TransUnion
Extract: Planned Defense Change from a 8-K on 08/12/2019   Download
SEC Document
SEC Filing
On August 7, 2019, the Board also voted unanimously to submit proposals to the Company’s stockholders at its 2020 Annual Meeting of Stockholders (the “2020 Annual Meeting”) seeking approval to amend certain provisions of its Second Amended and Restated Certificate of Incorporation (the “Charter”) to (i) declassify its Board of Directors such that directors will stand for election to one-year terms, with all directors standing for election on an annual basis beginning with the 2022 Annual Meeting of Stockholders, (ii) eliminate the supermajority voting requirements that currently exist for removal of directors and certain amendments to the Charter and the Bylaws, (iii) remove certain rights, privileges and protections included in the Charter relating to former significant stockholders of the Company that have expired by their terms, (iv) remove the corporate opportunity waiver provision included in the Charter, and (v) make certain other technical revisions to the Charter (the “Proposed Amendments”).

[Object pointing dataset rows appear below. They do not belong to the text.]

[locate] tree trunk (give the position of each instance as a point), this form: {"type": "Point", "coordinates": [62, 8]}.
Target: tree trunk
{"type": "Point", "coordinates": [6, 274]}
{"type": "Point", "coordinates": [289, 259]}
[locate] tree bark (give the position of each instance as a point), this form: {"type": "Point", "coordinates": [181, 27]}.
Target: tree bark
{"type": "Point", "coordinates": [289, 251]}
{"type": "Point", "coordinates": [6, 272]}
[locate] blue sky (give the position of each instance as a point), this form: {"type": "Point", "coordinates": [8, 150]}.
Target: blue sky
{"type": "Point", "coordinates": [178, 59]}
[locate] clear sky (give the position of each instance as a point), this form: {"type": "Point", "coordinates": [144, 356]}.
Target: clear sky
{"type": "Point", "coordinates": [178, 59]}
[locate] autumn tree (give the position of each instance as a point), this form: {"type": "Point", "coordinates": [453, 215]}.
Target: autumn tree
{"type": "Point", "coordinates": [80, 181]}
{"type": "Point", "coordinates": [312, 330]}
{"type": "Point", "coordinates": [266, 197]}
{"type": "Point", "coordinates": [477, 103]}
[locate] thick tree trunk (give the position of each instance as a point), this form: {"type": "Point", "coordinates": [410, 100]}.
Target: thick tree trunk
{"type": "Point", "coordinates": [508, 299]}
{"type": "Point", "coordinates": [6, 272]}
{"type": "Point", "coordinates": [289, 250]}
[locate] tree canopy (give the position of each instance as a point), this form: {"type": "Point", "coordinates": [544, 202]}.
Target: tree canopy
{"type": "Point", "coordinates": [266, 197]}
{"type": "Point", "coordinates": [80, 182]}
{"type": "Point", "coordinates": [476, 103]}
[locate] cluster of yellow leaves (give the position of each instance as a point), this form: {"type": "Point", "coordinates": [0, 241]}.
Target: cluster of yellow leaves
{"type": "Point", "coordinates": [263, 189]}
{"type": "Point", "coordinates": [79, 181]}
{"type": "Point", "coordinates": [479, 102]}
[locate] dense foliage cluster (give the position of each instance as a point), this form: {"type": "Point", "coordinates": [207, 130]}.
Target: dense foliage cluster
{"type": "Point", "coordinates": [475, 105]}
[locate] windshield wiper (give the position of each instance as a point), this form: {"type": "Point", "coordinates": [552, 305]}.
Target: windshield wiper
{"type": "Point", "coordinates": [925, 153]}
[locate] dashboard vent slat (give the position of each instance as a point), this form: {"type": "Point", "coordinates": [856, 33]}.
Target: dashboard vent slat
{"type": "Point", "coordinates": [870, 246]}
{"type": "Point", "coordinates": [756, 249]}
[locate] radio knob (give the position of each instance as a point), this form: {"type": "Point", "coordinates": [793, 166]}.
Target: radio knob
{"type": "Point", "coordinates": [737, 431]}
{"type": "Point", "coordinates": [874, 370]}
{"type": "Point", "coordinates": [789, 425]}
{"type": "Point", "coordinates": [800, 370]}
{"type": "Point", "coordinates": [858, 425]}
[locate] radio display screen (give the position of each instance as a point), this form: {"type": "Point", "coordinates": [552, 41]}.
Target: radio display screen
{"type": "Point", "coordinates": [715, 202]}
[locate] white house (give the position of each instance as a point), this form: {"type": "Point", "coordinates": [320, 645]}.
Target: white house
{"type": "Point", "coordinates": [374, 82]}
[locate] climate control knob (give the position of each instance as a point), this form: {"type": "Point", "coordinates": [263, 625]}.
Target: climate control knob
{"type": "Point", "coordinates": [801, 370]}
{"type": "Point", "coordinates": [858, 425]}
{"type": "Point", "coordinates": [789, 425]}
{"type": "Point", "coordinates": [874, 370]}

The Proposed Amendments will require the affirmative vote of the holders of at least 66⅔% in voting power of all the then-outstanding shares of stock of the Company entitled to vote thereon. The Proposed Amendments will be set forth in detail in the Company’s 2020 proxy statement, which will be filed in advance of the 2020 Annual Meeting. In the event the Proposed Amendments are approved at the 2020 Annual Meeting and become effective, the Board will approve conforming amendments to the Bylaws.